A must-read article by architecture critic Nicolai Ouroussoff on the “Ideas & Trends” page of yesterday’s NY Times “Week in Review” section: He critically examines how post-9/11 architecture has been conscripted to “create not only major civic landmarks but lines of civic defense, with aesthetically pleasing features like elegantly sculpted barriers around public plazas or decorative cladding for bulky protective concrete walls.”

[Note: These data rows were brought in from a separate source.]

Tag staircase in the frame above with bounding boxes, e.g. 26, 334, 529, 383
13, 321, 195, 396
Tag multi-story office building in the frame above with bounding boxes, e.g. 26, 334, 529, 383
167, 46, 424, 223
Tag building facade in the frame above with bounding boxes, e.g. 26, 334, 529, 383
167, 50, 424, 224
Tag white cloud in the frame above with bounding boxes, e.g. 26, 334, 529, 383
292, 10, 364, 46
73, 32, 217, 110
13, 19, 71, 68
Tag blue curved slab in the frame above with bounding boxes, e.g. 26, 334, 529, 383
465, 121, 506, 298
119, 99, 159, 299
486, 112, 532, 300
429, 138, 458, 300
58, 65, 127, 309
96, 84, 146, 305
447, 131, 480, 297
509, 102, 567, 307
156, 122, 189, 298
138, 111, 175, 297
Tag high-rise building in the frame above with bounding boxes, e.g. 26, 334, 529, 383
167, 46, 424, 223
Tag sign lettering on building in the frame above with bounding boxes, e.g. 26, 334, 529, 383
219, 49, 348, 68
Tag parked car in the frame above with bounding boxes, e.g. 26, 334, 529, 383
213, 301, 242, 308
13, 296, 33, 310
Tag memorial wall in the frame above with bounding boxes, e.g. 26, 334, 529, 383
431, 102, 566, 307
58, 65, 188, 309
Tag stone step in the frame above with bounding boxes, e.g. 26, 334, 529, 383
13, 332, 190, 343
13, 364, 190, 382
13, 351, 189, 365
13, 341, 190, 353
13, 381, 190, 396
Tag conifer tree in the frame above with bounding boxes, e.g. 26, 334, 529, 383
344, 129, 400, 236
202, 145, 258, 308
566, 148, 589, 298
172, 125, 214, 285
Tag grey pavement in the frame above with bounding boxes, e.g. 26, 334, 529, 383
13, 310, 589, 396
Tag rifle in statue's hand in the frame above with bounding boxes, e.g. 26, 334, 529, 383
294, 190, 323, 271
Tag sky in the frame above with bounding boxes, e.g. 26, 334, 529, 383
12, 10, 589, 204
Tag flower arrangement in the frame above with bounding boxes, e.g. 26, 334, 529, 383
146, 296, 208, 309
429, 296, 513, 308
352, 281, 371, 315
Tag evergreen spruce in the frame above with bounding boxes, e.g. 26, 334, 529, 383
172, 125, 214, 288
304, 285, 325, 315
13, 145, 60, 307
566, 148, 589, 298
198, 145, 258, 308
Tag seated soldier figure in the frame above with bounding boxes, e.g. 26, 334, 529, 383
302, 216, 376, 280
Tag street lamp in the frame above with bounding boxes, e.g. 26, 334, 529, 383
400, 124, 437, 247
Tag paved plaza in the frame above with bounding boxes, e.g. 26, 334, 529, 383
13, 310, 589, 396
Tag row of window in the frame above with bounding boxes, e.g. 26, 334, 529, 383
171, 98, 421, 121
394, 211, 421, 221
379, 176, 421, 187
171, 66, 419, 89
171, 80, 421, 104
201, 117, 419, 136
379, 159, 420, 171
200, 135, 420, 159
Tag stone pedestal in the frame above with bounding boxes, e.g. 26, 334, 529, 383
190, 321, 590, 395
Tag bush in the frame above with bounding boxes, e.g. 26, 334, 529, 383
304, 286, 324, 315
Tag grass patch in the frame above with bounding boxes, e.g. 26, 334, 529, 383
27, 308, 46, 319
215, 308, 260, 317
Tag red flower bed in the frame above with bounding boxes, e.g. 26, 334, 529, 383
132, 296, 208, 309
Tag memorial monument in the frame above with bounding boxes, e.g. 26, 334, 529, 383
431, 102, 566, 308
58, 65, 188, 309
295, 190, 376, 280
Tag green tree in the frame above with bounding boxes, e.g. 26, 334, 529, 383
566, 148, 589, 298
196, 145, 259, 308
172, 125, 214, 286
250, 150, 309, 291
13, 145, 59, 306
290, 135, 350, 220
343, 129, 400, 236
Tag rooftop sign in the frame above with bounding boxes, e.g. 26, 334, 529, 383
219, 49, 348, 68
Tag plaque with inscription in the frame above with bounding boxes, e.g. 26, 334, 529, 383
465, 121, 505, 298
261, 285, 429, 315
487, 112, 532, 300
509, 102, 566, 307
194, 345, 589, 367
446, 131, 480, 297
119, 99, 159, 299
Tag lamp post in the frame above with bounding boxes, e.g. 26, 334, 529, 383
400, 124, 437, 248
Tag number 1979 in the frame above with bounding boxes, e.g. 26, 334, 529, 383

Taking another swing at New York’s planned Freedom Tower at Ground Zero, he says that it “rests on a 20-story, windowless fortified concrete base decorated in prismatic glass panels in a grotesque attempt to disguise its underlying paranoia. And the brooding, obelisk-like form above is more of an expression of American hubris than of freedom.”
He concludes:
To some, compromise may be preferable to surrounding our cities with barbed wire and sandbags. The notion that we can design our way out of these problems should give us pause, however. Our streets may be prettier, but the prettiness is camouflage for the budding reality of a society ruled by fear.
I wish he would have taken his argument one step further—spelling out how he thinks architects and civic planners should (or should not) respond to the heightened fear of terrorism. It appears that he believes we should take our chances, opting to enhance our built environment with unfettered architecture, rather than being “ruled by fear.”
A provocative notion, meriting serious thought.